Most important impact of PACIFIC?

“PACIFIC is really important because a couple of years ago it was a total revolution for unresectable stage 3 lung cancer patients. It offered a completely new approach, namely that by adding durvalumab for up to a year after chemoradiation, one can improve PFS and OS, and it rapidly became the standard of care. Fast forward to today, most Stage 3 unresectable lung cancer patients are treated with this regimen. But having 4 year follow-up data is truly important because we are getting to a point where we really see this curve flattening in terms of both PFS and OS.”

“We would love to know from the start who those patients are who benefit for a very long time, but we lack that magical formula. What is really important, if you look closely at the OS benefits, you can see that half of the patients who are treated with durvalumab were still alive at 4 years. That means that even if it is not possible to identify exactly benefits most, the fact remains that half of these patients grew 4 years older, that is a very large number. What is most important in my mind, is that you could see that 35% of the patients had not progressed after taking durvalumab, as opposed to nearly 20% of the patients in the control arm. Keep in mind that the patients received a maximum of 1 year of durvalumab, yet a much higher number of patients have not progressed at 4 years. I am really looking forward to seeing the data next year, and year after year thereafter, to see if these patients will relapse. Of course, we hope for a potentially curative therapy. From the patient perspective this is very exciting, or if you have a friend or colleague who is under this regimen, the data showing that one out of two patients will be alive at least 4 years after treatment, living normal lives, is extremely exciting. That is the ultimate importance of this data.”
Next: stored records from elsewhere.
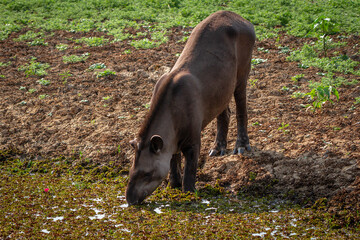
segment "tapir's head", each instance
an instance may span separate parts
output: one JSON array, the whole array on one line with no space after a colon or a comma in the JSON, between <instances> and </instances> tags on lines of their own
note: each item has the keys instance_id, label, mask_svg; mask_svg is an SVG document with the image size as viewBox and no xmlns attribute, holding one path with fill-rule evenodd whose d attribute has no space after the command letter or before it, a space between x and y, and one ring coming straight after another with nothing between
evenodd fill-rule
<instances>
[{"instance_id":1,"label":"tapir's head","mask_svg":"<svg viewBox=\"0 0 360 240\"><path fill-rule=\"evenodd\" d=\"M129 173L126 201L133 205L140 204L164 180L172 154L159 135L153 135L147 141L135 139L130 143L135 148L135 160Z\"/></svg>"}]
</instances>

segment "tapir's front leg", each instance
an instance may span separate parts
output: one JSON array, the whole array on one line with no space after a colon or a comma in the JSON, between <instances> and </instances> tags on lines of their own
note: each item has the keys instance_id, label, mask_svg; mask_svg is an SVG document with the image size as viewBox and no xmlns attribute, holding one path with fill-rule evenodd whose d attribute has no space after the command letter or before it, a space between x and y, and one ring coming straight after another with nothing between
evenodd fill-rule
<instances>
[{"instance_id":1,"label":"tapir's front leg","mask_svg":"<svg viewBox=\"0 0 360 240\"><path fill-rule=\"evenodd\" d=\"M196 169L200 154L200 142L185 148L183 151L185 156L183 191L194 192L196 181Z\"/></svg>"},{"instance_id":2,"label":"tapir's front leg","mask_svg":"<svg viewBox=\"0 0 360 240\"><path fill-rule=\"evenodd\" d=\"M171 158L169 180L172 188L181 188L181 153L176 153Z\"/></svg>"}]
</instances>

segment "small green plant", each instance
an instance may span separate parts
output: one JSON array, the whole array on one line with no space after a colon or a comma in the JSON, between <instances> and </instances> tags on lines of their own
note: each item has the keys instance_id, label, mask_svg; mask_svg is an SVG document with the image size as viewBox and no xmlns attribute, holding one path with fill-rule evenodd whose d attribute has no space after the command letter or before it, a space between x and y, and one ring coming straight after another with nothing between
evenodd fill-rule
<instances>
[{"instance_id":1,"label":"small green plant","mask_svg":"<svg viewBox=\"0 0 360 240\"><path fill-rule=\"evenodd\" d=\"M38 80L37 82L38 82L39 84L43 85L43 86L48 86L48 85L50 85L50 83L51 83L50 80L46 80L46 79L44 79L44 78Z\"/></svg>"},{"instance_id":2,"label":"small green plant","mask_svg":"<svg viewBox=\"0 0 360 240\"><path fill-rule=\"evenodd\" d=\"M249 79L249 82L250 82L251 87L255 87L257 81L259 81L259 79L251 79L251 78L250 78L250 79Z\"/></svg>"},{"instance_id":3,"label":"small green plant","mask_svg":"<svg viewBox=\"0 0 360 240\"><path fill-rule=\"evenodd\" d=\"M0 78L5 78L5 75L0 74Z\"/></svg>"},{"instance_id":4,"label":"small green plant","mask_svg":"<svg viewBox=\"0 0 360 240\"><path fill-rule=\"evenodd\" d=\"M264 63L266 61L267 61L267 59L253 58L253 59L251 59L251 64L252 65L258 65L258 64Z\"/></svg>"},{"instance_id":5,"label":"small green plant","mask_svg":"<svg viewBox=\"0 0 360 240\"><path fill-rule=\"evenodd\" d=\"M130 42L130 45L135 47L136 49L150 49L160 46L158 42L149 40L148 38L144 38L141 40L133 40Z\"/></svg>"},{"instance_id":6,"label":"small green plant","mask_svg":"<svg viewBox=\"0 0 360 240\"><path fill-rule=\"evenodd\" d=\"M34 93L34 92L36 92L36 91L37 91L37 89L35 89L35 88L30 88L28 92L29 92L29 93Z\"/></svg>"},{"instance_id":7,"label":"small green plant","mask_svg":"<svg viewBox=\"0 0 360 240\"><path fill-rule=\"evenodd\" d=\"M104 63L94 63L89 67L90 70L104 69L104 68L106 68L106 65Z\"/></svg>"},{"instance_id":8,"label":"small green plant","mask_svg":"<svg viewBox=\"0 0 360 240\"><path fill-rule=\"evenodd\" d=\"M285 124L284 122L281 123L281 126L278 128L278 131L282 131L284 134L290 132L288 129L289 124Z\"/></svg>"},{"instance_id":9,"label":"small green plant","mask_svg":"<svg viewBox=\"0 0 360 240\"><path fill-rule=\"evenodd\" d=\"M7 67L11 64L11 62L7 62L7 63L4 63L4 62L0 62L0 67Z\"/></svg>"},{"instance_id":10,"label":"small green plant","mask_svg":"<svg viewBox=\"0 0 360 240\"><path fill-rule=\"evenodd\" d=\"M123 53L124 53L124 54L131 54L131 50L130 50L130 49L126 49Z\"/></svg>"},{"instance_id":11,"label":"small green plant","mask_svg":"<svg viewBox=\"0 0 360 240\"><path fill-rule=\"evenodd\" d=\"M39 63L39 62L36 62L35 60L36 60L35 57L31 58L30 63L20 66L18 68L18 70L24 71L26 77L28 77L28 76L43 77L43 76L47 75L47 72L45 70L48 69L50 67L50 65L47 63Z\"/></svg>"},{"instance_id":12,"label":"small green plant","mask_svg":"<svg viewBox=\"0 0 360 240\"><path fill-rule=\"evenodd\" d=\"M284 53L284 54L290 53L290 48L287 46L285 47L279 46L278 49L279 49L279 53Z\"/></svg>"},{"instance_id":13,"label":"small green plant","mask_svg":"<svg viewBox=\"0 0 360 240\"><path fill-rule=\"evenodd\" d=\"M116 73L114 71L111 71L109 69L104 70L103 72L98 72L96 74L97 78L102 78L102 77L107 77L107 76L112 76L112 75L116 75Z\"/></svg>"},{"instance_id":14,"label":"small green plant","mask_svg":"<svg viewBox=\"0 0 360 240\"><path fill-rule=\"evenodd\" d=\"M354 105L358 105L358 104L360 104L360 97L355 98Z\"/></svg>"},{"instance_id":15,"label":"small green plant","mask_svg":"<svg viewBox=\"0 0 360 240\"><path fill-rule=\"evenodd\" d=\"M84 62L89 57L89 53L84 53L80 56L77 55L70 55L70 56L63 56L64 63L77 63L77 62Z\"/></svg>"},{"instance_id":16,"label":"small green plant","mask_svg":"<svg viewBox=\"0 0 360 240\"><path fill-rule=\"evenodd\" d=\"M61 79L62 79L62 81L63 81L63 84L66 84L68 78L72 76L72 74L70 73L70 71L66 71L66 72L60 73L59 75L61 76Z\"/></svg>"},{"instance_id":17,"label":"small green plant","mask_svg":"<svg viewBox=\"0 0 360 240\"><path fill-rule=\"evenodd\" d=\"M281 90L281 91L288 92L288 91L290 90L290 88L287 87L287 86L283 86L280 90Z\"/></svg>"},{"instance_id":18,"label":"small green plant","mask_svg":"<svg viewBox=\"0 0 360 240\"><path fill-rule=\"evenodd\" d=\"M263 52L263 53L268 53L269 49L266 49L266 48L263 48L263 47L258 47L258 51Z\"/></svg>"},{"instance_id":19,"label":"small green plant","mask_svg":"<svg viewBox=\"0 0 360 240\"><path fill-rule=\"evenodd\" d=\"M291 94L291 97L292 98L304 98L305 97L305 93L302 93L302 92L293 92Z\"/></svg>"},{"instance_id":20,"label":"small green plant","mask_svg":"<svg viewBox=\"0 0 360 240\"><path fill-rule=\"evenodd\" d=\"M324 56L327 57L328 48L326 45L326 37L330 34L339 32L337 24L331 21L331 19L328 17L320 16L313 22L312 31L315 32L318 41L322 41Z\"/></svg>"},{"instance_id":21,"label":"small green plant","mask_svg":"<svg viewBox=\"0 0 360 240\"><path fill-rule=\"evenodd\" d=\"M47 95L47 94L41 94L41 95L39 95L39 99L41 99L41 100L43 100L43 99L45 99L45 98L47 98L47 97L49 97L49 95Z\"/></svg>"},{"instance_id":22,"label":"small green plant","mask_svg":"<svg viewBox=\"0 0 360 240\"><path fill-rule=\"evenodd\" d=\"M109 39L102 37L83 37L75 40L76 43L85 43L89 47L103 46L109 42Z\"/></svg>"},{"instance_id":23,"label":"small green plant","mask_svg":"<svg viewBox=\"0 0 360 240\"><path fill-rule=\"evenodd\" d=\"M106 96L106 97L103 97L102 98L104 101L107 101L107 100L110 100L111 99L111 96Z\"/></svg>"},{"instance_id":24,"label":"small green plant","mask_svg":"<svg viewBox=\"0 0 360 240\"><path fill-rule=\"evenodd\" d=\"M28 43L30 46L47 46L49 45L47 42L45 42L45 39L43 38L37 38L33 41Z\"/></svg>"},{"instance_id":25,"label":"small green plant","mask_svg":"<svg viewBox=\"0 0 360 240\"><path fill-rule=\"evenodd\" d=\"M329 101L333 103L331 100L331 95L334 95L337 100L339 100L339 93L337 89L333 86L323 86L319 85L316 88L313 88L310 92L306 93L305 95L310 96L313 102L313 111L315 112L316 109L320 109L322 105Z\"/></svg>"},{"instance_id":26,"label":"small green plant","mask_svg":"<svg viewBox=\"0 0 360 240\"><path fill-rule=\"evenodd\" d=\"M36 38L41 38L44 36L43 32L34 32L34 31L27 31L25 34L20 35L18 38L15 38L14 41L29 41L34 40Z\"/></svg>"},{"instance_id":27,"label":"small green plant","mask_svg":"<svg viewBox=\"0 0 360 240\"><path fill-rule=\"evenodd\" d=\"M59 51L65 51L66 49L69 48L69 45L60 43L56 45L55 48Z\"/></svg>"},{"instance_id":28,"label":"small green plant","mask_svg":"<svg viewBox=\"0 0 360 240\"><path fill-rule=\"evenodd\" d=\"M291 77L291 81L297 83L300 79L304 78L305 74L298 74Z\"/></svg>"}]
</instances>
No biomarkers/subgroup analysis

“We looked at all the different pre-specified categories; age, gender, different backgrounds, different information around chemoradiation, different types of chemotherapy, and there was nothing that stood out. There were some subgroups, for example the EGFR mutated subgroup, where we had so few patients that it was very difficult to interpret the data. This is the first year where we have gathered potentially enough follow-up data with enough events in this group as well to potentially start to see something, but even here it was very difficult because the numbers were so small. That is the intrinsic challenge with this type of subgroup analysis. Perhaps with an even longer follow-up, a pattern may emerge as to why it would work so well in some people.”

Next steps?

“We are looking at many aspects, firstly; how can we improve this regimen in stage 3 unresectable lung cancer? PACIFIC 2 (NCT03519971) is looking at adding durvalumab at the same time as chemoradiation because what is happening is we know that a certain number of patients will relapse very early, and we also know that some patients will be too exhausted at the end of the chemoradiation to be able to receive durvalumab afterwards. Thus, by adding durvalumab at the same time as this regimen, we are seeing if we can increase the number of patients who can benefit from the overall treatment; we should results next year. The other study is LAURA (NCT03521154), with osimertinib which is going to look specifically at the EGFR segments. And then we have some other studies which are in early-stage durvalumab, such as the BR.31 study  (NCT02273375) that will look at adjuvant durvalumab in Stages 1-3 lung cancer that is resectable.”

  1. Faivre-Finn C, et al. Abstract LBA49. Presented at: European Society for Medical Oncology Virtual Congress 2020; Sept. 19-21, 2020.
  2. Antonia SJ, et al. N Engl J Med. 2018;379(24):2342-2350.